02/25/2015 01:30 EST | Updated 04/27/2015 05:59 EDT

New Brunswick will leave it to health boards to ensure abortions are available

FREDERICTON - The New Brunswick government will leave it to its two health authorities to ensure abortion services are available, the province's attorney general said Wednesday.

Serge Rousselle was asked whether he believes the level of abortion access meets the province's legal obligations after the Horizon Health Network announced it will offer the procedure at one hospital in Moncton.

That means as of April, publicly funded abortions will be provided at three hospitals in two cities — something that abortion rights advocates say falls short of the government's commitment to improve access.

Rousselle said the government has removed barriers to abortion by eliminating a rule that required women to have two doctors declare the procedure was medically necessary.

"Now it's the health authorities that have to make sure that this important medical service is delivered in this province," he said.

"It is a question of accessibility. They have to make sure that this service is available in the province."

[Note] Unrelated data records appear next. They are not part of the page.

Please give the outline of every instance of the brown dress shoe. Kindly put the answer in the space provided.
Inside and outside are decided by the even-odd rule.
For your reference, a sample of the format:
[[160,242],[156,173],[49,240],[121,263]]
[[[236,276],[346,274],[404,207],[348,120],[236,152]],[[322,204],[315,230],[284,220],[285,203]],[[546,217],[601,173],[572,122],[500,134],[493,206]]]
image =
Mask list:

Reproductive Justice New Brunswick has said the fact that New Brunswick will restrict its expansion in abortions to just one more hospital means barriers remain in place for women seeking the procedure.

A spokeswoman for John McGarry, the CEO of Horizon Health Network, said he will not be granting interviews on the issue. Premier Brian Gallant and Health Minister Victor Boudreau have not been available for interviews since the Horizon Health Network announcement Tuesday.

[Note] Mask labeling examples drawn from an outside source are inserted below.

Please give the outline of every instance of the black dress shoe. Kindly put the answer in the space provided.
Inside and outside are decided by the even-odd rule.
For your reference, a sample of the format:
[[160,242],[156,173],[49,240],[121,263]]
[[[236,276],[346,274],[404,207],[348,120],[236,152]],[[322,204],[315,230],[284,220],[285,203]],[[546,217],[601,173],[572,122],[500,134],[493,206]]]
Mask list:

The province's other health board — Vitalite Health Network — offers publicly funded abortions at two hospitals in Moncton and Bathurst but does not plan to expand it beyond that.

Abortion access has been a controversial issue in New Brunswick since the 1980s, when the provincial government at the time introduced a regulation that stipulated that women could only receive abortions at two hospitals after getting referrals from two doctors who deemed the procedure medically necessary.

The controversy heightened last summer when the Morgentaler Clinic, the only private facility in the province offering abortions, closed citing a lack of funds. Some women left New Brunswick to seek abortions in the United States or other provinces.